Agent Platform Research

Welcome to the agent platform research briefing for Saturday, May 23rd, 2026. Three big stories today.

**Starship Flight 12: Mixed Success — Ship Triumphs, Booster Falls Short** — SpaceX finally launched Starship Flight 12 on May 22nd from Pad 2 at Starbase, after two scrubs. All 33 Raptor V3 engines lit at the top of the window, and the debut included all deluge and tower functions. The mission: first full orbital test of the Block 3 vehicle, with mock satellite deployment, an in-space Raptor relight test, and soft splashdowns for both stages in the Gulf of Mexico and Indian Ocean. Results were mixed. The Ship 39 upper stage performed admirably — reaching apogee, deploying mock satellites, and executing a controlled reentry and splashdown in the Indian Ocean, even compensating for losing one of its six Raptor engines mid-flight. But the Super Heavy Booster 19 failed during boostback. An energetic event — essentially an explosion — in one central Raptor engine cascaded and disabled sixteen neighboring engines. The booster missed its boostback burn entirely, tumbling into the Gulf of Mexico without a controlled landing. This is the first Flight 12 outcome — the flight actually happened after all the delays. SpaceX is expected to analyze the Raptor V3 engine failure before Flight 13. No catch attempt was planned this flight.

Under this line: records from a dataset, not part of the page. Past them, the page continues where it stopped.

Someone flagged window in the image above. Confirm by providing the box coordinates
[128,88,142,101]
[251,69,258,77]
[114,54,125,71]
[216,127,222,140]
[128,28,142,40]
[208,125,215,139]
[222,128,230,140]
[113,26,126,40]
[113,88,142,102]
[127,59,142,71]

**Anthropic Expands Project Glasswing — Claude Security Public Beta + 10,000+ Critical Bugs Found** — Anthropic dropped a major update on Project Glasswing on May 22nd. The collaborative cybersecurity initiative — using advanced AI to identify vulnerabilities in the world's most critical software before adversaries can exploit it — has now found more than 10,000 critical bugs across partner systems. Only 97 have been patched upstream so far, with 88 security advisories published, illustrating the remediation bottleneck facing the security industry. The big new product: Claude Security is now in public beta. It helps security teams scan codebases, triage vulnerabilities, and generate fixes automatically. Mozilla reported that Mythos Preview identified 271 vulnerabilities in Firefox 150 — significantly outperforming earlier runs with Claude Opus 4.6. In one striking case, Mythos even detected and prevented a fraudulent 1.5-million-dollar wire transfer after a threat actor compromised a customer's email account. This moves Anthropic deeper into the cybersecurity market, positioning Claude as both an offensive and defensive tool.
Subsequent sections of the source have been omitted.